The Fairfax and Loudoun governments, which are slated to contribute 16.1 percent and 4.8 percent of the cost, earlier agreed in concept to a plan that included an underground station and had a preliminary cost of $2.5 billion. But with the cost now at $3.5 billion, Loudoun is exploring the possibility of pulling out.
Connolly and Rep. Frank R. Wolf (R-Va.), who represent Northern Virginia, have also expressed frustration with the rising cost. And Wolf introduced legislation last month that would make it easier to remove members of the airports authority board.
The immediate question is whether the airport station should be built aboveground in front of the airport’s daily parking garage or underground and closer to the terminal. It is a difference of about $330 million. For airline passengers, it would mean traveling an additional 600 feet on an indoor moving walkway.
Robert Clarke Brown, the airports authority finance committee chairman, and other proponents of the underground option said the board shares an interest in shaving the overall cost of the project and is looking at options such as privatizing the construction of parking garages.
Former Maryland governor Parris N. Glendening (D), president of Smart Growth America’s Leadership Institute, urged the board to stick with the underground station. He recalled the fight over where to locate the College Park Metro station during his tenure as Prince George’s County executive. The station, he said, should have been located in the heart of the University of Maryland’s campus to encourage more students to take Metro to classes and basketball games.
“You don’t buy the cheapest car, the cheapest suit or the cheapest food product. We buy something healthy that’s going to last,” Glendening said. “Yes, we may have to pay a little more now, but if we really do it correctly, it’s an investment that’s going to pay off.”
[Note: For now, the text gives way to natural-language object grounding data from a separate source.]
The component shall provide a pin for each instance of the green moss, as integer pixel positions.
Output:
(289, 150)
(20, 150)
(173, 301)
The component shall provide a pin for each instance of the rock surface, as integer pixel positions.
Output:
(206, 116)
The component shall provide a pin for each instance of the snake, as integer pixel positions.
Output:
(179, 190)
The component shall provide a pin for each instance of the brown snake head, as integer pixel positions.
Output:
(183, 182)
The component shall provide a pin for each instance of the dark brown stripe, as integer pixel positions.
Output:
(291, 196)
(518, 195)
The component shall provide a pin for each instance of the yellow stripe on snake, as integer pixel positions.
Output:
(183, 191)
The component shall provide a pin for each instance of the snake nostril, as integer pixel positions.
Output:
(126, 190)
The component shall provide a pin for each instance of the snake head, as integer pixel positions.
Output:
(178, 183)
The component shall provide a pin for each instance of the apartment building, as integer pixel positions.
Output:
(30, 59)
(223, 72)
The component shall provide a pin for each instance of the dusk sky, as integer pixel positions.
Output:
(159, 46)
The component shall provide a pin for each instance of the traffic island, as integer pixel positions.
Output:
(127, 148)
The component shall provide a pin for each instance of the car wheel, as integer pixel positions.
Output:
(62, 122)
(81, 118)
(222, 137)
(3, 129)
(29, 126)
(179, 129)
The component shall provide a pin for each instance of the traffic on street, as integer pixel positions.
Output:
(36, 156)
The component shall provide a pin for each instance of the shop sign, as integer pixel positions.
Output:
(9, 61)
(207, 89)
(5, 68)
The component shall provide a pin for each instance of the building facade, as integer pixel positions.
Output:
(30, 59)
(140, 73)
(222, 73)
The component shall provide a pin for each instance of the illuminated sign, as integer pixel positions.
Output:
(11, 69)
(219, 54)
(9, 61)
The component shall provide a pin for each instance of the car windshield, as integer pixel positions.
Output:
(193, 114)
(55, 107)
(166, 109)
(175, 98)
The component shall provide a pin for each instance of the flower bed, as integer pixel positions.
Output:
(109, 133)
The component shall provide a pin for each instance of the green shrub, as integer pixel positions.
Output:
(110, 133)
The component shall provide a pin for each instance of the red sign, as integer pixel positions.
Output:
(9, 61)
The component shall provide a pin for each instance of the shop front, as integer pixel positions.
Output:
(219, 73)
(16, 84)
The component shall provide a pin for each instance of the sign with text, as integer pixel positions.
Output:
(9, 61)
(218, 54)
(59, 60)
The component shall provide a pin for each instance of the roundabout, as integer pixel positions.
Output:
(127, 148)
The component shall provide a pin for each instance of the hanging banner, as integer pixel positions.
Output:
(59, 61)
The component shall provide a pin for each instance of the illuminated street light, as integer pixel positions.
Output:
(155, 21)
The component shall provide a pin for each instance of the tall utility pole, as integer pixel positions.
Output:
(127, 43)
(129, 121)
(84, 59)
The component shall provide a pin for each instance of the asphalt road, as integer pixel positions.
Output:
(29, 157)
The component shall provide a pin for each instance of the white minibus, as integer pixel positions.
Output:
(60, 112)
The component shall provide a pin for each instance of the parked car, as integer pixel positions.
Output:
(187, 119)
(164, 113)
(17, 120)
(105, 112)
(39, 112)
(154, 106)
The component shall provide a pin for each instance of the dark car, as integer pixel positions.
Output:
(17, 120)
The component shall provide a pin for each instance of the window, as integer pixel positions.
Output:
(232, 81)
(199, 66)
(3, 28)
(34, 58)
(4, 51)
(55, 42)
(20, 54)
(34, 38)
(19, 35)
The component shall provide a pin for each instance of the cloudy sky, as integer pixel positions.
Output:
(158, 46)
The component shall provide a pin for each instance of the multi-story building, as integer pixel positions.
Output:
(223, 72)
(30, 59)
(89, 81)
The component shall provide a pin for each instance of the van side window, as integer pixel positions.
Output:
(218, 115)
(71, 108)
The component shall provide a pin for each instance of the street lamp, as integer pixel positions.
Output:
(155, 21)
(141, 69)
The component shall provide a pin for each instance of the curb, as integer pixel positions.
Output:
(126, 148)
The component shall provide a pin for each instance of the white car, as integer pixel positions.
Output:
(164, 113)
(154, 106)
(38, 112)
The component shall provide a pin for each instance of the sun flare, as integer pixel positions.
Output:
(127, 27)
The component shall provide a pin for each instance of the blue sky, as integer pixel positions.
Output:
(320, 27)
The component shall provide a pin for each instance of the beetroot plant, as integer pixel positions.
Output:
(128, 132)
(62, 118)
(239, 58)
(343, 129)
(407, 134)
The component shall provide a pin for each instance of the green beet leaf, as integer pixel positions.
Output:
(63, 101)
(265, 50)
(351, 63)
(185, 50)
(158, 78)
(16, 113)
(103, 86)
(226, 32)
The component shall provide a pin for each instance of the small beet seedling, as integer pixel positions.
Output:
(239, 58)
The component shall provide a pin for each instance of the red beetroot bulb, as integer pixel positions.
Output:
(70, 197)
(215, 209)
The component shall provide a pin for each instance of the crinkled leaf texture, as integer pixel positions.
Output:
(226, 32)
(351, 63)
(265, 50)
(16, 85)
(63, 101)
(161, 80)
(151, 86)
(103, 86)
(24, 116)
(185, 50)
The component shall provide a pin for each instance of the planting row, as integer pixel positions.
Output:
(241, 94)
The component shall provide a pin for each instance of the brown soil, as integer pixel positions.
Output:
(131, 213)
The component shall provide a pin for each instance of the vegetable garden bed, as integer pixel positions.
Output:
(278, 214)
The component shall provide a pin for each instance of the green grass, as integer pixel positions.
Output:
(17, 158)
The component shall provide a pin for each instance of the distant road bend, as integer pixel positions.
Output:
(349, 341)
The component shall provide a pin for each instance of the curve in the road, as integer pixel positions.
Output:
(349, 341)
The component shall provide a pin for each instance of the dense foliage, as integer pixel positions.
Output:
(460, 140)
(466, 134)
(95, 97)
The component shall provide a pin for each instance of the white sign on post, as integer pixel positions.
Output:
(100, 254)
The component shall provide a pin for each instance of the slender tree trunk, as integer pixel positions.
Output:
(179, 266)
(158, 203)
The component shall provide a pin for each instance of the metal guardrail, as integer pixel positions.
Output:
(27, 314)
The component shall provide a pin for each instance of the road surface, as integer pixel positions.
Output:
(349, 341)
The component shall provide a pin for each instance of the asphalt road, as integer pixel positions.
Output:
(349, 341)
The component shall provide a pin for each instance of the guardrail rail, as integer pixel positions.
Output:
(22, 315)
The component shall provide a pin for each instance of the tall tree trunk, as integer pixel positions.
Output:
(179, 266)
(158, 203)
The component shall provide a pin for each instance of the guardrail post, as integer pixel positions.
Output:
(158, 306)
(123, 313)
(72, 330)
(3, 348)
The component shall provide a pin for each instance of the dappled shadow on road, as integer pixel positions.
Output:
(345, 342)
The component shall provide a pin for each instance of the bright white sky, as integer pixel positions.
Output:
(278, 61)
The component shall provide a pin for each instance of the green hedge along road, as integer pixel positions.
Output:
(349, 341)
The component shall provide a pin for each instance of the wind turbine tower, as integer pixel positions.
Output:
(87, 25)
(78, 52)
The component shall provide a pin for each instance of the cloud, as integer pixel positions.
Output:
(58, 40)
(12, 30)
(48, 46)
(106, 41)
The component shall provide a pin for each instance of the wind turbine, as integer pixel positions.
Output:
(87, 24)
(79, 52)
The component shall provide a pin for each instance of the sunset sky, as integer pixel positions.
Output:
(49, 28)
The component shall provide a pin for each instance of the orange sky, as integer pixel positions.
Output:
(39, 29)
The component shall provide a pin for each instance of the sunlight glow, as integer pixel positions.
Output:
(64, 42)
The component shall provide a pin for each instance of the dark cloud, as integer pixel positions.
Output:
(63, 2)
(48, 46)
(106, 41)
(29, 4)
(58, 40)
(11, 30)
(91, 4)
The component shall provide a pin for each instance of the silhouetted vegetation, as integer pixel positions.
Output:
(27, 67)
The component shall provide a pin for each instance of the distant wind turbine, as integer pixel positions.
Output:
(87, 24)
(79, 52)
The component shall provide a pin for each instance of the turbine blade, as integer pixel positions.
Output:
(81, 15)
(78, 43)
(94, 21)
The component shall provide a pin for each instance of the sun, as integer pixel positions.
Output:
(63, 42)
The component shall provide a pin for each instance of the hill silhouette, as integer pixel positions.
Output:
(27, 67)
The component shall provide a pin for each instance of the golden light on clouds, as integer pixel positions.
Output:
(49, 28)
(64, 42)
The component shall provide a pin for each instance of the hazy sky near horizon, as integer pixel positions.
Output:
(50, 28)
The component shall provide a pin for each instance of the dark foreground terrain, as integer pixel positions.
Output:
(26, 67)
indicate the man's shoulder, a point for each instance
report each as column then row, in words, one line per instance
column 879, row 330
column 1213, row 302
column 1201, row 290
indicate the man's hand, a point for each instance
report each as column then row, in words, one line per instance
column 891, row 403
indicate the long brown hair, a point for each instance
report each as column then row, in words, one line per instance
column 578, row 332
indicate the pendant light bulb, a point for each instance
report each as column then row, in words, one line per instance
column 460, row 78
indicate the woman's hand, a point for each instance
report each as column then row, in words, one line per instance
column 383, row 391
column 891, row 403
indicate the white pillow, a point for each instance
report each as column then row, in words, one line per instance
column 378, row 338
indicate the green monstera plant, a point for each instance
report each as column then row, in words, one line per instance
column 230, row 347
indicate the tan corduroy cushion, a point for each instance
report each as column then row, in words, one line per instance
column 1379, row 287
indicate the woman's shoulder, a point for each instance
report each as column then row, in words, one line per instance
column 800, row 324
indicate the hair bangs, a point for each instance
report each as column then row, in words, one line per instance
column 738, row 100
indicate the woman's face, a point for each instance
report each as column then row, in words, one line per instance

But in choosing the underground option, the board rejected the advice of airports authority President and Chief Executive Officer E. Lynn Hampton and the Metropolitan Washington Airlines Committee, which represents the airlines serving National and Dulles airports.
Chief among the concerns of local officials is the cost to taxpayers and toll road users. A major chunk of the project — more than 50 percent — would be paid for with revenue from future toll increases.
The airports authority financial analysis shows, however, that the location of the airport station will have a minimal effect on how much commuters on the toll road pay. What is critical to the financing plan — and the price of tolls — is the award of a low-interest loan from the federal government through the Transportation Department.
The $2 one-way fare would have to to double to $4 in 2015 with the loan. Without it, according to the analysis, tolls would have to rise to at least $5 and increase to more than $10 in 2020.
Virginia Transportation Secretary Sean T. Connaughton called the board’s expectation of a $1.7 billion loan “simply not realistic.”
“No one in the history of the program has received that much money, and there isn’t that much money available. You’re building a house on sand,” he said.
The Metrorail project is one of 40 nationwide that have expressed interest this year in the federal financing pool of $1.1 billion. In past years, the program awarded a $516 million loan for the Intercounty Connector and $589 million for the Beltway HOT lanes.
Despite their differences, the stakeholders have a shared interest in finding common ground when they meet Wednesday with LaHood. A successful loan application depends on cooperation among the local partners — and LaHood, who signs off on the loans.
Brown, the finance committee chairman, acknowledged the competitiveness of the loan process but noted that the board’s financial consultant helped set up the DOT program and is well-versed in navigating the system.
“Our advisers would never have submitted a request that size if we didn’t believe it was feasible,” he said, adding that the board would stick with its decision “until we conclude it’s not financially feasible.”